Web scraping Google chrome web store extension user reviews

So, what is the easiest way to extract elements such as review content, date, author, star rating from reviews at chrome web store extension ?

Screenshot of Google chrome web store extension reviews
Figure 1: Screenshot of Google chrome web store extension reviews.

At the end of this article, you will be able to extract these individual elements highlighted in red in figure 2.

Screenshot of important elements to extract from individual Google chrome web store user review
Figure 2: Screenshot of important elements to extract from individual Google chrome web store user review.

Option 1: Hire a fully managed web scraping service.

You can contact us contact us for our fully managed web scraping service to get chrome web store extension reviews data as a CSV or excel file without dealing with any coding.

Our pricing starts at $99 for fully managed Google chrome web store scraping.

You can simply sit back and just give us a list of chrome extension urls or ids and let us handle all complexities of web scraping a site like Google that has plenty of anti-scraping protections built in to try and dissuade from people scraping it in bulk.

We can also create a rest API endpoint for you if you want structured data on demand.

Option 2: Scrape Google chrome web store extension reviews on your own

We will use a browser automation library called Selenium to extract results for the a particular extension in chrome web store.

Selenium has bindings available in all major programming language so you use whichever language you like, but we will use Python here.

# Using Selenium to extract Chrome web store reviews

from selenium import webdriver
import time
from bs4 import BeautifulSoup

test_url = 'https://chrome.google.com/webstore/detail/data-scraper-easy-web-scr/nndknepjnldbdbepjfgmncbggmopgden'

option = webdriver.ChromeOptions()
option.add_argument("--incognito")
chromedriver = r'chromedriver.exe'
browser = webdriver.Chrome(chromedriver, options=option)
browser.get(test_url)
html_source = browser.page_source

Parsing individual fields

Let us parse basic information such as extension name, total users, and aggregate rating value.

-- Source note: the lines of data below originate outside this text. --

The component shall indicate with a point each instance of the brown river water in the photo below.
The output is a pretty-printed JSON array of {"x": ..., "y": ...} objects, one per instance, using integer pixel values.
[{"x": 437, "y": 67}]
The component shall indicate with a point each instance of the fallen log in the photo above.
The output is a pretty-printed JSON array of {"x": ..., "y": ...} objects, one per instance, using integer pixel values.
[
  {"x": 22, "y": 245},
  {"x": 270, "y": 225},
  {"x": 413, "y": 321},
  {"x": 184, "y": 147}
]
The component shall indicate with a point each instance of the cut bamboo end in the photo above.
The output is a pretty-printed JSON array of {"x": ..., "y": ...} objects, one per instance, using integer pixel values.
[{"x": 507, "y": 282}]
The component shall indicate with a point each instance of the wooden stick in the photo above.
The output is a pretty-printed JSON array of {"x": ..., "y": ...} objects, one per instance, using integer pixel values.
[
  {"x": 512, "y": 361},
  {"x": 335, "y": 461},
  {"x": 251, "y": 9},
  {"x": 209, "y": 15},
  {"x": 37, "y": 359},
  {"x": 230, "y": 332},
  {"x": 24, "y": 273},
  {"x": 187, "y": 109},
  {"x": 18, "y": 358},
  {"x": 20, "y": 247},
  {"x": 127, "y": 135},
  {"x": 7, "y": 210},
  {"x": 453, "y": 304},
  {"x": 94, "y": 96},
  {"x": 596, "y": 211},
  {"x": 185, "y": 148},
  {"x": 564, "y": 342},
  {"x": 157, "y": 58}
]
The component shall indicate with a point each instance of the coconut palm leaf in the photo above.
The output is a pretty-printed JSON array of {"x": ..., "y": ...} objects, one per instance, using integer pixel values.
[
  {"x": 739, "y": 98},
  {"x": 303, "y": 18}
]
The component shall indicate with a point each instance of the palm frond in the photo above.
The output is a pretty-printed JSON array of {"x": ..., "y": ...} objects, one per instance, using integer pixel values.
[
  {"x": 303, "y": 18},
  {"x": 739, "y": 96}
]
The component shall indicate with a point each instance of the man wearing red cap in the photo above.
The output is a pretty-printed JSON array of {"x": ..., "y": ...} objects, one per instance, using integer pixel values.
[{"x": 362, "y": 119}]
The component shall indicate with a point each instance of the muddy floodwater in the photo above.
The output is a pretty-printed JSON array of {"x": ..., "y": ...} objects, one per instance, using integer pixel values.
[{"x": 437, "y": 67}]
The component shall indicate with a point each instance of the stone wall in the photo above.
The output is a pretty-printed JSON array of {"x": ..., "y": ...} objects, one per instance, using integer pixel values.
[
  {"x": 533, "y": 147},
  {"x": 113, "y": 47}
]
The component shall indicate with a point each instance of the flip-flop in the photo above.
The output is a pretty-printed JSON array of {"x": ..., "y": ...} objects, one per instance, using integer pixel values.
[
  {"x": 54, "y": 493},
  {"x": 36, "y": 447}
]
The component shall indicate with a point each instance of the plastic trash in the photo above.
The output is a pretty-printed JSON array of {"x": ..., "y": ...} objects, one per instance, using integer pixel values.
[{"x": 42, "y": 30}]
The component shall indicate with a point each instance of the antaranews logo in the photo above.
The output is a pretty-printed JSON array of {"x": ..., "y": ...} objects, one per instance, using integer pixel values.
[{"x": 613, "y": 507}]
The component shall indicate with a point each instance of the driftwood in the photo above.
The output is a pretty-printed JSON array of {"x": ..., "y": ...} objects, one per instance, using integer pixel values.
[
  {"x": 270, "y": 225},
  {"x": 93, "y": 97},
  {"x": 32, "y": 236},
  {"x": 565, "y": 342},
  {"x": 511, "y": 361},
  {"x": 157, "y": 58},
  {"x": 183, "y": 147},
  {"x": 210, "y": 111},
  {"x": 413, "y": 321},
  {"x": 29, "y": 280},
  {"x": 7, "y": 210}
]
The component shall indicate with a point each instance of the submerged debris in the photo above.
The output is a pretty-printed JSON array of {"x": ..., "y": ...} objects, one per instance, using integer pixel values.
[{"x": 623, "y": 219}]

Extracting basic information about the extension

# extracting chrome extension name

soup=BeautifulSoup(html_source, "html.parser")

print(soup.find_all('h1',{'class','e-f-w'})[0].get_text())

total_users = soup.find_all('span',{'class','e-f-ih'})[0].get_text()
print(total_users.strip())

total_reviews = soup.find_all('div',{'class','nAtiRe'})[0].get_text()
print(total_reviews.strip())

# rating value
meta=soup.find_all('meta')
for val in meta:
    try:
        if val['itemprop']=='ratingValue':
            print(val['content'])
    except:
        pass
        
#Output
    'Data Scraper - Easy Web Scraping'
    '200,000+ users'
    '562'
    4.080071174377224

Once we have the basic information, we will click on the reviews tab programmatically so that we can load all the reviews and scroll till the end of the page.

# clicking reviews button
element = browser.find_element_by_xpath('//*[@id=":25"]/div/div')

element.click()

time.sleep(5)

# scrolling till end of the page

from selenium.webdriver.common.keys import Keys
html = browser.find_element_by_tag_name('html')
html.send_keys(Keys.END)

html_source = browser.page_source
browser.close()
soup=BeautifulSoup(html_source, 'html.parser')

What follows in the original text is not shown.